Wednesday 9 September 2020

Under the Glass: All the Montaignes



I collected so many fun quotes whilst reading the Essays of Michel de Montaigne. I have a weird relationship with quotes as I feel that wrenched out of the text they change their meaning - even more so when listed as they are here. All I can say is that the quotes I choose almost certainly reflect more about me than about Montaigne or the book itself. I may even go back and write a little more about what some of them mean to me at a later date.

“I was me and he was he.”

“Life is but a school of enquiry.”

“What do I know?”

“I will prevent my death from saying anything not first said by my life.”

“I am better at friendship than at anything else.”

“It is only our words that bind us together and make us human.”

“One of my tailors is a good enough fellow, but I’ve never heard his speak the truth, even if it would help him.”

“The mad curiosity of our nature which wastes time trying to seize hold of the future as though it were not enough to have to deal with the present.”

“Men are tormented, not by things themselves but by what they think about them.” - Epictetus via Montaigne

Pleasure is “fleeting, fluid and perishable.”

“I am the sworn enemy of binding obligations, continuous toil and perseverance.”

“He ought to have brought back a fuller soul, he brings back a swollen one.”

“Teachers are forever bawling into our ears, as though pouring knowledge down a funnel.”

(About quotes) “Spewing up food exactly as you would have swallowed it is evidence of a failure to digest and assimilate it.”

“We are all cramped and confined inside ourselves.”

(About his laziness) “The risk was not that I should do wrong but do nothing. Nobody forecast that I would turn out bad, only useless.”

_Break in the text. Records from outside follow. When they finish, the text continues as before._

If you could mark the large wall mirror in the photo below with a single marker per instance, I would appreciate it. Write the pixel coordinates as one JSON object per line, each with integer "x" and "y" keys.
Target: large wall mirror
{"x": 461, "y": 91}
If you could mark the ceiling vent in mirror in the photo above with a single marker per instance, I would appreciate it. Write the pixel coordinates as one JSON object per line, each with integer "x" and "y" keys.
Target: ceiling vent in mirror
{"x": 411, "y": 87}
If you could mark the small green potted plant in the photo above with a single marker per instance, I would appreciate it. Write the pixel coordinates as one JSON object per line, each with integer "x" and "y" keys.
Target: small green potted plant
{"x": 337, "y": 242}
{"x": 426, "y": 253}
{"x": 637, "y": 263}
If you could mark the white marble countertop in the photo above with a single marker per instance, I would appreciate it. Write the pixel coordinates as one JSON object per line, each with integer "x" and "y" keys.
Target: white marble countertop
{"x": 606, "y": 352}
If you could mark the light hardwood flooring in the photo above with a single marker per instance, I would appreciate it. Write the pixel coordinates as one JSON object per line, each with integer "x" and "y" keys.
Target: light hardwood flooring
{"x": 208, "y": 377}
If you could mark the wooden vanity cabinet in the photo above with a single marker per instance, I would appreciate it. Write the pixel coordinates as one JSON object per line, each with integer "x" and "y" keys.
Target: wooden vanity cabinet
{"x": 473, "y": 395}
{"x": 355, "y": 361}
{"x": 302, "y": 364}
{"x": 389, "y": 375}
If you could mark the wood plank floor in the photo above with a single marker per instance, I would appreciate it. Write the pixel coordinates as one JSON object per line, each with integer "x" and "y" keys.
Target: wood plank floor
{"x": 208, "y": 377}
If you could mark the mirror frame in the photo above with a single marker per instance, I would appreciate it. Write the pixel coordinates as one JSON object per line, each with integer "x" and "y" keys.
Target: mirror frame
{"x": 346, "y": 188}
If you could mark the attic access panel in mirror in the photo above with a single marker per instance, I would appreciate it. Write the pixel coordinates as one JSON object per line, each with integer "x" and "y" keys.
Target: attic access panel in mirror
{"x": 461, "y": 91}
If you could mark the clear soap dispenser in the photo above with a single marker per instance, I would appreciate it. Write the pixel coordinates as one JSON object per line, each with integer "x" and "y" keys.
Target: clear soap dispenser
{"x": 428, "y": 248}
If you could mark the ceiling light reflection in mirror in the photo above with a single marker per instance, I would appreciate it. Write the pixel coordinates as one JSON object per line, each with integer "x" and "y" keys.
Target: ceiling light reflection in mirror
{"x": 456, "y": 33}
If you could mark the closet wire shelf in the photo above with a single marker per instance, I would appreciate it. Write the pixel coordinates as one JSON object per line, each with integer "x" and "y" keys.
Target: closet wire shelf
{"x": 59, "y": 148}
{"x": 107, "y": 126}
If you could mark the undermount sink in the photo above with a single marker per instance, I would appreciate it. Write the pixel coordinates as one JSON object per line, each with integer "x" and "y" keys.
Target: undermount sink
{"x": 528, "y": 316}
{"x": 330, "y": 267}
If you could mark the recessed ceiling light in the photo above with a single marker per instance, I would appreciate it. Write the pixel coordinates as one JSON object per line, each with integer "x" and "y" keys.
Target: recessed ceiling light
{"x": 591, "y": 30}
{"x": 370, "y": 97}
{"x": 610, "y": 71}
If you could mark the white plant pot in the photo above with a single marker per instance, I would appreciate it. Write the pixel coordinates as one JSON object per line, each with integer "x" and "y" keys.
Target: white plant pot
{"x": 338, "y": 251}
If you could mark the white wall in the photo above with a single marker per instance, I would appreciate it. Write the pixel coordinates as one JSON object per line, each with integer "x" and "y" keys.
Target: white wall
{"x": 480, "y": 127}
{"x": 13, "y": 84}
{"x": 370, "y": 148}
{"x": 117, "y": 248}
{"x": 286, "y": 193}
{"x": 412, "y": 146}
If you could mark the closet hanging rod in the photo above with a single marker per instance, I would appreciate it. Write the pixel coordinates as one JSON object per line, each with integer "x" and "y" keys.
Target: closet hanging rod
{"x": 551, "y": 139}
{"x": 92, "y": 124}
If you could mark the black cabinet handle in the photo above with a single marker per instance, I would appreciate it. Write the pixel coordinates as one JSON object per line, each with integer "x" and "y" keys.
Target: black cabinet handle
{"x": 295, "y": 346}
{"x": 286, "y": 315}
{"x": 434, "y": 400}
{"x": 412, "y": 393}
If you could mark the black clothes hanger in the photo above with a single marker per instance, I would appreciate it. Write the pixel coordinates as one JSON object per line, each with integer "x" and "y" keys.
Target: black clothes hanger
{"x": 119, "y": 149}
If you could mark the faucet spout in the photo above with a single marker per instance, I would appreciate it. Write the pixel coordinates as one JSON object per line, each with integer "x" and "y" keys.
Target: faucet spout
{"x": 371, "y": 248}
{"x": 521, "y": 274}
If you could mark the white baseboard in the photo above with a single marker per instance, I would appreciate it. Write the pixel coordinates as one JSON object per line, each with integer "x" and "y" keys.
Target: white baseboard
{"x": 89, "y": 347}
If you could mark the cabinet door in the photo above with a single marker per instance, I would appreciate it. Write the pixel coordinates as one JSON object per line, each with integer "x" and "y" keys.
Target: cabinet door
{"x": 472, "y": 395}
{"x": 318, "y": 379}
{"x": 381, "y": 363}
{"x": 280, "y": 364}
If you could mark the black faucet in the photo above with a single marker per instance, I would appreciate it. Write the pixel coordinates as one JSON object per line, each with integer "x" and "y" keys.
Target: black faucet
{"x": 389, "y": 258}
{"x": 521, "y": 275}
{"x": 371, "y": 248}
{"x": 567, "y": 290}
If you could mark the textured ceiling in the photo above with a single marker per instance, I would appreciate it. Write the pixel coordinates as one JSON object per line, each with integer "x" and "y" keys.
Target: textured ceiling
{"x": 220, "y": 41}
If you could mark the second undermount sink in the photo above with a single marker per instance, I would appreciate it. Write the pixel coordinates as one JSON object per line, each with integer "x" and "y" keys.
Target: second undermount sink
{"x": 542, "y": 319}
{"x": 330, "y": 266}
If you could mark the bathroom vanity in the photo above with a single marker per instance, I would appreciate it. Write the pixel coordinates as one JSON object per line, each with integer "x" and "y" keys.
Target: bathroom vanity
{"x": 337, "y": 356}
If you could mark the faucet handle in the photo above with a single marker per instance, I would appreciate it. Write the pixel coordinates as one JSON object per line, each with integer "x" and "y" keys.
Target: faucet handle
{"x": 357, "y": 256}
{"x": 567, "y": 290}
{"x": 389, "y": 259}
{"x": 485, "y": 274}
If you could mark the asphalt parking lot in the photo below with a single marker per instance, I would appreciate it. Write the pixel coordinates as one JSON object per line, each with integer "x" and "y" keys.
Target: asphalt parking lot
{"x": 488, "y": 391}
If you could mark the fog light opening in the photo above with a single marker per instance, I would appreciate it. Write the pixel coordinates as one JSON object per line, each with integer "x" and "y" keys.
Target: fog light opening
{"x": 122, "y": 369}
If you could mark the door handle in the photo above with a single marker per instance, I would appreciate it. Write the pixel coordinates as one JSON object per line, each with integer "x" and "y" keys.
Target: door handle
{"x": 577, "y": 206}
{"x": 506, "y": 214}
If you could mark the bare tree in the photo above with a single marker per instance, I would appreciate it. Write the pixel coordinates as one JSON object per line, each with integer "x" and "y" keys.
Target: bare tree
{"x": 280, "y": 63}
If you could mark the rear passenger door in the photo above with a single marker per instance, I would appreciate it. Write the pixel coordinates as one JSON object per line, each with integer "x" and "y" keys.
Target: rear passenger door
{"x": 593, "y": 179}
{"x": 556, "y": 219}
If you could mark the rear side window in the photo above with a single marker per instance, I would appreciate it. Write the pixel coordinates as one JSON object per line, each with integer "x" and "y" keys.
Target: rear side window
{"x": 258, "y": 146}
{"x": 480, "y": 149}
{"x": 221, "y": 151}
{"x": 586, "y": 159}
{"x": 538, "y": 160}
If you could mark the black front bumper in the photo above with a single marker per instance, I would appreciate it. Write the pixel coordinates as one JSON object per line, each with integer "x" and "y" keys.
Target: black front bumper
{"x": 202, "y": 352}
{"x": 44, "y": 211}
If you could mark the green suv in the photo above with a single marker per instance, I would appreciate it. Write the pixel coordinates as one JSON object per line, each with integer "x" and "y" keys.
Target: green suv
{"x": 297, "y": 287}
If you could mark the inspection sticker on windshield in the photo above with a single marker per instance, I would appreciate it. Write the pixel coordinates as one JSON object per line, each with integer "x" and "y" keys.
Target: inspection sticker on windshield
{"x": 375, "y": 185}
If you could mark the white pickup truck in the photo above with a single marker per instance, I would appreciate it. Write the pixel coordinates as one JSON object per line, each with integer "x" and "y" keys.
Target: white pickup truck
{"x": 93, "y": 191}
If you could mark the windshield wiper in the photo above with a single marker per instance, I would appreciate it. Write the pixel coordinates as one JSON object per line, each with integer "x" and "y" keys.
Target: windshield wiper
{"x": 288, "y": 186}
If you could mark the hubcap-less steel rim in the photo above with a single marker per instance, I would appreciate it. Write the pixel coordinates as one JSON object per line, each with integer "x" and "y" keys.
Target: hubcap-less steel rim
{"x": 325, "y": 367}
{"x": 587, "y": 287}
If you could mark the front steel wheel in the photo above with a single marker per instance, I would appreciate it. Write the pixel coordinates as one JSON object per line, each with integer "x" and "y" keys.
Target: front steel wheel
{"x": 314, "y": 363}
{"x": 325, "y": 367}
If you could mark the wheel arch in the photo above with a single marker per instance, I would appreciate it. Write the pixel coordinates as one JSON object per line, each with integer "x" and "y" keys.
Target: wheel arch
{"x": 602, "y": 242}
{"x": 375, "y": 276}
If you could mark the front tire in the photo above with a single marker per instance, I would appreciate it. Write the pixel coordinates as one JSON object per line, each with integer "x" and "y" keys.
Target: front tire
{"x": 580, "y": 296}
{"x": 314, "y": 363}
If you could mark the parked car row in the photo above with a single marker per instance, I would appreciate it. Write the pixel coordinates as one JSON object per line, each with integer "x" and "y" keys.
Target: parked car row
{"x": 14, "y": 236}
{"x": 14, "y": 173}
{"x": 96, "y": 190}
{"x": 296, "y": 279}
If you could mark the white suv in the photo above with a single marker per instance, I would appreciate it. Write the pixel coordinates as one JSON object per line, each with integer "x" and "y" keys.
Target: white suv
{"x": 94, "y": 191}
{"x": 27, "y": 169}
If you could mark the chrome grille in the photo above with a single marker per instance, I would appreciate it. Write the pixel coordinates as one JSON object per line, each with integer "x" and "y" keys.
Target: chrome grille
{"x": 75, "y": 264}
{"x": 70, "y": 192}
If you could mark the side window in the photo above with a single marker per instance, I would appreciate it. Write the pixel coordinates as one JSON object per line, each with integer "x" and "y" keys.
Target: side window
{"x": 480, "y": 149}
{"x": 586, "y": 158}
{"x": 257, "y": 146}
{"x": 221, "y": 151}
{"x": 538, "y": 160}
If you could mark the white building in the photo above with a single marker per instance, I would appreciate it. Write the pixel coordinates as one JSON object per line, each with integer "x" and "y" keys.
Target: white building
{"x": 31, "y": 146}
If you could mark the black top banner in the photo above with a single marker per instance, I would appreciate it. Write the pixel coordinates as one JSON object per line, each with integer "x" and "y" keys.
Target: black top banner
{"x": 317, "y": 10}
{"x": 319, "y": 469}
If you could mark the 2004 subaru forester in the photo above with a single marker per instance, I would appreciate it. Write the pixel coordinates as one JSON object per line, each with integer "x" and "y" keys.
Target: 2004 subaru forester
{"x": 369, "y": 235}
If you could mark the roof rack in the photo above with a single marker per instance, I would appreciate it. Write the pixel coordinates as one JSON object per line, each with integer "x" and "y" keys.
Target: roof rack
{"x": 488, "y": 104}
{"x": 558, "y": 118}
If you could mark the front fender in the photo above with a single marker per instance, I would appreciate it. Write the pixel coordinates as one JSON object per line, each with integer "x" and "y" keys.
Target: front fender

“I do not think there is as much wretchedness in us as vanity; we are not so wicked as daft; we are not so much full of evil as inanity.”

“Am I playing with my cat, or my cat with me?”

“The natural distemper of man is presumption.”

“Man, totally and thoroughly, is but patches and many-coloured oddments.”

“What does it matter if our arms flail about if our thoughts do not?”

“There is nothing useless in nature, not even uselessness.”

“We wrongly adduce the honour and beauty of actions from their usefulness.”

“I would rather let down my negotiations than let down myself”

(On his frank, honest nature) “That is what makes me stride forward, head erect, open-faced and open-hearted.”

(When being asked for a favour) “Frankly state your boundaries.”

“I am not teaching, I am relating.”

“Life is a rough, irregular progress with a multitude of forms.”

“If anybody says the Muses are mere playthings and pastimes is to debase them, then he does not know as I do the value of plaything or pastime. I could say that any other end is laughable.” 

“Books have plenty of pleasant qualities for those who know how to select them.”

“What enriches a language is its being handled and exploited by beautiful minds.”

“Those who want to fight usage with grammar are silly.”

“There are folk on whom fine clothes sit down and cry.”

“I have a soul so lazy that I do not measure my fortune by its height but by its plesantness.”

“The kind of friendship rejoices in sharp, vigorous exchanges. Just as love rejoiced in bites and scratched which draw blood.” (Montaigne as masochist?)

“There is, in truth, no greater silliness than to be provoked and enraged by the silliness of this world.”

“Every abridgement of a good book is a daft one.”

“I anger when so many behave wickedly, it is praiseworthy to be merely useless.”

“Loving affection has arms long enough to stretch from one end of the world to the other.”

“The names of my chapters do not all encompass the subject matter.”

“I have not seen anywhere in the world a prodigy more miraculous as I am.”

“Life is its own objective.”

“Scratching is one of the most delightful of nature’s bounties.” (He has particularly itchy ears.)

“I who boast that I so sedulously and so individually welcome the pleasures of this life find virtually nothing but wind in them when I examine them in detail. But then we too are nothing but wind. And the wind (more wise than we are) delights in its rustling and blowing, and it is content with its own role without yearning for qualities which are nothing to do with it such as immovability  or density.”

“When I dance, I dance. When I sleep, I sleep; and when I am strolling alone through a beautiful orchard, although part of the time my thoughts are occupied by other things, for part of the time too I bring them back to the walk, to the orchard, to the delight in being alone there, and to me.”

“What great fools we are! ‘He has spent his life in idleness,’ we say. ‘I haven’t done much today.’ - ‘Why! Have you not lived? That is not only the basic of your employments, it is the most glorious.’"

“Upon the highest throne on the earth we are still seated on our arse.”